When Christ comes up from the water, the first great revelation of the Divine trinity takes place. Never before has heaven opened to let God’s pleasure be heard about anything or anyone on earth. Now it is. Also for us the heaven is now open, the veil is torn. We are sealed and anointed just like Him (2 Corinthians 1:21). The Father also acknowledges us as sons of His pleasure. The Lord Jesus is this in His own power and right, we have come into the relationship of sons to the Father through grace and the redemption that the Son has brought about.
Heavens open above Him. This is not to give him an object there, as was the case with Stephen (Acts 7:55-Philemon :). He Himself is the Object of the opened heavens. When heavens open, it is always to show Him and glorify Him (John 1:51; Revelation 19:11).
Then we hear the wonderful testimony of God the Father: “This is My beloved Son, in whom I am well-pleased.” This testimony is the result of the fulfilment by Christ of all righteousness in the waters of the Jordan. At the same time it is God’s jealousy for the honor of His Son. He does not want the inappropriate idea to arise in any way among the bystanders that the Lord Jesus is a man like all those who have been baptized. He is the unique, sinless Son of God.
That He is the Son of David and the Son of Abraham (Matthew 1:1) speaks of what He is officially. This is connected to the glory of the throne and the certainty of the promises. He is also the Son of the virgin (Matthew 1:21), the Seed of the woman (Genesis 3:15). This is His relationship to the human race.

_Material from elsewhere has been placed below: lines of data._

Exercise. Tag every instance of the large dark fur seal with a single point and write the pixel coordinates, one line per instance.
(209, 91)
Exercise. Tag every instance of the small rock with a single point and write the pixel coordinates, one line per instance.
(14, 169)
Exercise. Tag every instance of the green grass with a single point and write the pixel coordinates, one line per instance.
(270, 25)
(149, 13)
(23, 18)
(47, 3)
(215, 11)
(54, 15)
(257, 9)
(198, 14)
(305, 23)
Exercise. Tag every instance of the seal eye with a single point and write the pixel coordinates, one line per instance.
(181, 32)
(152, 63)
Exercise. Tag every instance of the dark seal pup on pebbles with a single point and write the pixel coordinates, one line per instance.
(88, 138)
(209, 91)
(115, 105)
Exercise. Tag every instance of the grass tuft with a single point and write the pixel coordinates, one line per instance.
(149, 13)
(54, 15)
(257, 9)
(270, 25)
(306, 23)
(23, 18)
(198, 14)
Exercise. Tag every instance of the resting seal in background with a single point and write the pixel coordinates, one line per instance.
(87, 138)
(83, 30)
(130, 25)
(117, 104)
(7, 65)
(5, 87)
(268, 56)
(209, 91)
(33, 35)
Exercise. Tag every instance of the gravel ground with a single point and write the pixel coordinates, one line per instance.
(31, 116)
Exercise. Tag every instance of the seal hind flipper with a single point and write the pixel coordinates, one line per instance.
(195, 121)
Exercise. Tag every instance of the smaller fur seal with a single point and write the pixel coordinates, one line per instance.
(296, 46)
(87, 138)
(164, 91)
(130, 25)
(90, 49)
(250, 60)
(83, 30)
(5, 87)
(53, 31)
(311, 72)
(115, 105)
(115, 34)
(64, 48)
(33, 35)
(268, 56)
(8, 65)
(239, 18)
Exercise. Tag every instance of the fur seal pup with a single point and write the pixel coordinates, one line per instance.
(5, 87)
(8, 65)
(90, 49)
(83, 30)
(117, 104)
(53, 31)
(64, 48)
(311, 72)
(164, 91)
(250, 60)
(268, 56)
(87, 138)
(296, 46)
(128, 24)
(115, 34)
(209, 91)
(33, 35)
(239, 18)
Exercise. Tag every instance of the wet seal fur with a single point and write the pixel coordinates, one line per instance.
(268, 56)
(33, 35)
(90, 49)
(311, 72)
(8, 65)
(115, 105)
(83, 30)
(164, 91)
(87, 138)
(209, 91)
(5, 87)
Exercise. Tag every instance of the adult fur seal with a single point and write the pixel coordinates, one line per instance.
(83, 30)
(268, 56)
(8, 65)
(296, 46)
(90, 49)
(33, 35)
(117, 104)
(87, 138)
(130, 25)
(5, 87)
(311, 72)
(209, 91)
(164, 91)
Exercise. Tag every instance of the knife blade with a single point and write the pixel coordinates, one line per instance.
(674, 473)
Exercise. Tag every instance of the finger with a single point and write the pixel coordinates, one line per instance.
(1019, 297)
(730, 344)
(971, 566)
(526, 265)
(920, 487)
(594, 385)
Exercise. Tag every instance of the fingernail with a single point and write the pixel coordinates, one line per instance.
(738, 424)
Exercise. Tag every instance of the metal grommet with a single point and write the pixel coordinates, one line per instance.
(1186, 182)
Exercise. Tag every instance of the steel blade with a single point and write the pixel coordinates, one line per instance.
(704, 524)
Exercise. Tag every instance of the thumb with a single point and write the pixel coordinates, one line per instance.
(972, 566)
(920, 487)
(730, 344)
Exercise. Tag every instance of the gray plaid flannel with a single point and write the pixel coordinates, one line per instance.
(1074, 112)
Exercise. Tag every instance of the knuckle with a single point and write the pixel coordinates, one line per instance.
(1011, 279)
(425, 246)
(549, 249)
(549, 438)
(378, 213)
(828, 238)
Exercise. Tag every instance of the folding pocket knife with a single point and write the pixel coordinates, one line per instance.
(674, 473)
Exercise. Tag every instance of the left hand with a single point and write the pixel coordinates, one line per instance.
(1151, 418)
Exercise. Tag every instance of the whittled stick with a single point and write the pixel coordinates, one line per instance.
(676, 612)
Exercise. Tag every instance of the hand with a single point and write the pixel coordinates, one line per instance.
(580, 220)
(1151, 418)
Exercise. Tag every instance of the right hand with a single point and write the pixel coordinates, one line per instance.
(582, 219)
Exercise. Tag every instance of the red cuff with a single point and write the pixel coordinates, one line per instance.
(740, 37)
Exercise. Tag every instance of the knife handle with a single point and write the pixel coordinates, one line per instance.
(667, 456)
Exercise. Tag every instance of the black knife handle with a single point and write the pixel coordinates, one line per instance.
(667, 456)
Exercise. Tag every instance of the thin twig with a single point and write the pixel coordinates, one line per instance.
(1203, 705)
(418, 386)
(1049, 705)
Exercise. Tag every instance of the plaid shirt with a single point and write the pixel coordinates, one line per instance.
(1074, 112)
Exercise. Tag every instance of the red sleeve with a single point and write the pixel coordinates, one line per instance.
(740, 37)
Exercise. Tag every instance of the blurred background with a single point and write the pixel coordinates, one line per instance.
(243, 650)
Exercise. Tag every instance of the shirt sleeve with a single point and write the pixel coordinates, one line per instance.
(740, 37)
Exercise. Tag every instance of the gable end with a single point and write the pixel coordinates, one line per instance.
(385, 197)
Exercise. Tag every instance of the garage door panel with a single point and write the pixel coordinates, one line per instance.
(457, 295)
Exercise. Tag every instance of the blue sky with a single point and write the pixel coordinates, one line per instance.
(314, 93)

But the voice of the Father proclaims Him as His beloved Son, the object of His special pleasure.
He is the Son in His Manhood with the express intention of, by His death, bringing others into that holy relationship with the Father to share with Him in the Father’s love. Here is a Man on earth, sealed by the Father, Who shows us what the place of the Christian is today on earth.
The Lord Jesus is the example to us in four ways with regard to the place He has by virtue of His personal dignity, which we have received and may share with Him through the redemption which He has secured for us:
1. Heavens are opened to us.
2. The Holy Spirit is given to us.
3. We have received our part in sonship.
4. We are objects of the Father’s pleasure.